Twig & Twine offers colourful cottage-garden, hand-tied bouquets.
Helmsley’s collection of tearooms includes The Vinehouse Café. Its menu, which changes daily, features ingredients from the café’s walled garden. It also serves freshly baked scones and cakes. Open 10am–4pm, Tues–Sun, vinehousecafehelmsley.co.uk.
Porters Coffee Shop (facebook.com/PortersCoffeeShopHelmsley) has a selection of tea and cakes, while Mannion & Co serves deli sandwiches.
Rainy day refuges
Helmsley Arts Centre has a year-round calendar of performances and arts and crafts events.
A 10-minute drive from Helmsley, the National Trust-run Nunnington Hall has collections including miniature furniture, antiques and art. Open on select days in December, £11 adults, £5.50 children, nationaltrust.org.uk.

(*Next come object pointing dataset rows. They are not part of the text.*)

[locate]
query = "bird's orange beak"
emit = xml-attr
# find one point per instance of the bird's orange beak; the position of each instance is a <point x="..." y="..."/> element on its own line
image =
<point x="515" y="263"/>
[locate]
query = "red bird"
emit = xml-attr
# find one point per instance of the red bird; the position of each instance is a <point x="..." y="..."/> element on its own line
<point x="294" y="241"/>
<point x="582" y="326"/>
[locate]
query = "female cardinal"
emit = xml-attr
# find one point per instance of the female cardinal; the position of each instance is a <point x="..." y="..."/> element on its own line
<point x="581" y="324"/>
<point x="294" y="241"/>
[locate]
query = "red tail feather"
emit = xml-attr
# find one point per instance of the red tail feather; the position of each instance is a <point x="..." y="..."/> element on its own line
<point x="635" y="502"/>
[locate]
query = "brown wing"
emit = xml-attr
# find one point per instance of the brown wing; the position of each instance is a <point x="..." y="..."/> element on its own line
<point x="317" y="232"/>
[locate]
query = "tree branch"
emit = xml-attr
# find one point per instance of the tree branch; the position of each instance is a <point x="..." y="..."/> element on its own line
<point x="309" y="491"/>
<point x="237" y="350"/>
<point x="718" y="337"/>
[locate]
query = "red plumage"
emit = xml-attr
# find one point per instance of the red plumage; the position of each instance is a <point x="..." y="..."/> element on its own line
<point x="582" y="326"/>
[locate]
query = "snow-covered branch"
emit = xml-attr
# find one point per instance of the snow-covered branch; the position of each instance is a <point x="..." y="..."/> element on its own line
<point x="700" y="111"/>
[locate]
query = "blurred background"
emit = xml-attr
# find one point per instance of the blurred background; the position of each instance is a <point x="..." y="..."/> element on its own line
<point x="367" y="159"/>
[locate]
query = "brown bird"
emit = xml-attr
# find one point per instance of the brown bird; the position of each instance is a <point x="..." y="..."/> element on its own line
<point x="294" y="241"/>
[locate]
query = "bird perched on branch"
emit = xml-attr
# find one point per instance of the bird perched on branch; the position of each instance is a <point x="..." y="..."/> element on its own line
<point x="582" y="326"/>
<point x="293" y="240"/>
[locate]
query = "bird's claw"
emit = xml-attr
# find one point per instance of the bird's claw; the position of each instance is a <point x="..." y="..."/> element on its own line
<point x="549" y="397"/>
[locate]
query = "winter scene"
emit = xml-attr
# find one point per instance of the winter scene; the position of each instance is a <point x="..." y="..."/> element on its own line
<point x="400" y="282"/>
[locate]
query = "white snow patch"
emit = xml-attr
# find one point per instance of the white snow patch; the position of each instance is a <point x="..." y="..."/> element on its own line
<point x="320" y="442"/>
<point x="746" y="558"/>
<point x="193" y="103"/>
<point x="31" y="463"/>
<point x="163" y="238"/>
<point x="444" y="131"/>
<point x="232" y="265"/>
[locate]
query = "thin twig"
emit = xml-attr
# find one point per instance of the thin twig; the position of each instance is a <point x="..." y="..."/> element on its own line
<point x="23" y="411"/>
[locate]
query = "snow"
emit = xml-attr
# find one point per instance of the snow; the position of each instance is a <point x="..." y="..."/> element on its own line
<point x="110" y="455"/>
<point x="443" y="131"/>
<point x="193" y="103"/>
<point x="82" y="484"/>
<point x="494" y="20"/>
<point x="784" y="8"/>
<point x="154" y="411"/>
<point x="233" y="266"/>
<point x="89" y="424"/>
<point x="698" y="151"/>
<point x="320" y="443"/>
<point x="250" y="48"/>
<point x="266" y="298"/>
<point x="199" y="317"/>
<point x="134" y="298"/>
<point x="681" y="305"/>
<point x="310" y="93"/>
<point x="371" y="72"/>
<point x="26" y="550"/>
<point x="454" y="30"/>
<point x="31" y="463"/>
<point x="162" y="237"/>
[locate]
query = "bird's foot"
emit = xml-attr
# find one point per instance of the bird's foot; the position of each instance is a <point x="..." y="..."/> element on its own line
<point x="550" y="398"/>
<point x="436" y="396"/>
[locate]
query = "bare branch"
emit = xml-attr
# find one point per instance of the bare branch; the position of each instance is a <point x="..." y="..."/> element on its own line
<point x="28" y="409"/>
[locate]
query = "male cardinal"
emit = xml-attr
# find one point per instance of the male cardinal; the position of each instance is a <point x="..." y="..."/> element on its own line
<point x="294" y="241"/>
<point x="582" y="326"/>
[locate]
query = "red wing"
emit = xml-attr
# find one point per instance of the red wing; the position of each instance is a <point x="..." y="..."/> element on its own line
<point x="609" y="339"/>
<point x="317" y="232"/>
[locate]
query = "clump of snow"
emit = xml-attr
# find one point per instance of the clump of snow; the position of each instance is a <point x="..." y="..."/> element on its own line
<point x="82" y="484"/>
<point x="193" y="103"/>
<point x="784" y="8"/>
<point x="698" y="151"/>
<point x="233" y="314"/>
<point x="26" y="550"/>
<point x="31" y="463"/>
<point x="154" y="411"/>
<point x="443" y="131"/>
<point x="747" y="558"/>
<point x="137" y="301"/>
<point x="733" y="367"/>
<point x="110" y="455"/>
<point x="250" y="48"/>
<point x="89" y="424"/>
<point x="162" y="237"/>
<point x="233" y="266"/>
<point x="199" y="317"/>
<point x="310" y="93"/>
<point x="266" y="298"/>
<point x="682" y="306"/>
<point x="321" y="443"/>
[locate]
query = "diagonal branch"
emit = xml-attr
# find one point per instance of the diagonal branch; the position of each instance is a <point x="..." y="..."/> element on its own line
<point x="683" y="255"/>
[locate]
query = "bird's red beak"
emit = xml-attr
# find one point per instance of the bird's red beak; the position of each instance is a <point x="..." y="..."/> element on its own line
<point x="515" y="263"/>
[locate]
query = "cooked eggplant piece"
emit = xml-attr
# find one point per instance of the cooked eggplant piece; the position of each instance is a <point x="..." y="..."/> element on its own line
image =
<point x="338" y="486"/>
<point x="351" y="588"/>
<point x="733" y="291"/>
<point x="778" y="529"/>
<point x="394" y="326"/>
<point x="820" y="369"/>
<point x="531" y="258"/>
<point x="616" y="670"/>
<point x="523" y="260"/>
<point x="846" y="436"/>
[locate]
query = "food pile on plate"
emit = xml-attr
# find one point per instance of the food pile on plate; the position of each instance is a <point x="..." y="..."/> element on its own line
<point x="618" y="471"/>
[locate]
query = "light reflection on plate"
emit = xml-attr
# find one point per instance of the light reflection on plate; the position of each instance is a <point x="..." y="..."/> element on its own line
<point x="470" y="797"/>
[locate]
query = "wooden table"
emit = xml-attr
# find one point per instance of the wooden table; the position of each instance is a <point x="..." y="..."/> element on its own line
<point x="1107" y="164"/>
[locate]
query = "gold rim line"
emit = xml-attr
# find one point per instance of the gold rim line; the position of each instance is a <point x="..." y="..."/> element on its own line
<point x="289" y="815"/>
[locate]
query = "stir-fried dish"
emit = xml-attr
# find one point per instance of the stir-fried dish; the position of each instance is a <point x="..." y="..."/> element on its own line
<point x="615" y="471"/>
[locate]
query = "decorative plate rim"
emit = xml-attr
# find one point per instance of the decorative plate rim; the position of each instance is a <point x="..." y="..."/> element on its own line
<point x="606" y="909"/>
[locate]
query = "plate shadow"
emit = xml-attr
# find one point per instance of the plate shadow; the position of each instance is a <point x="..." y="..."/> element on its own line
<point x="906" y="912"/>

The Yorkshire Spa Retreat in Nawton (six minutes’ drive, 20 minutes if you take 128 bus, then walk), has a hydrotherapy pool, herbal steam room, Himalayan salt sauna and wild swimming pond. Winter warmer spa days from £145 (book in advance).
A drink by the fire
There are several options in town. The Feversham Arms Hotel, originally a coaching inn, includes a snug bar. The Black Swan dates to the 15th century, with a mix of Tudor and Georgian architecture. And The Feathers Hotel has plenty of heritage under its low-slung ceilings.
Bantam restaurant is a casual bistro dishing up Mediterranean-inspired meals. The menu might include smoked cod roe and crisps to start (£5) followed by a sharing plate of roast monkfish, courgettes and lobster bisque (£19), (bantamrestaurant.co.uk).
The Star Inn at Harome is a place for a blowout treat – try the suckling pig or halibut roasted with seaweed butter – as is the Michelin-starred The Black Swan at Oldstead. The latter is 15-minutes’ drive from Helmsley. Newcomer Mýse in Hovingham (also 15 minutes by car) focuses on locally sourced ingredients.
With the North York Moors National Park on the doorstep, there are plenty of picturesque routes for all abilities.
Kilburn White Horse, a 318ft long, 200ft high figure of a horse cut in the hillside, is a 15-minute drive away. A stroll across the hill figure offers views of the surrounding countryside.
Helmsley is also the start of The Cleveland Way National Trail walking route. The full walk is 109 miles and takes in moorland and coast. Keen ramblers might try the 10-mile section to Sutton Bank, passing the ruins of Rievaulx Abbey and finishing at an escarpment. Its view over the Vale of York was described as “the finest in England” by James Herriot.
Three things you might not know about Helmsley…
1) In medieval times, the town was known as Elmeslac, which meant “Helm’s forest-clearing”. This suggests that it was surrounded by woodland.
2) After the Norman Conquest, the town was granted to Robert, Count of Mortain, half-brother of William the Conqueror.
3) All Creatures Great and Small fans can visit the World of James Herriot in Thirsk, 25 minutes’ drive away.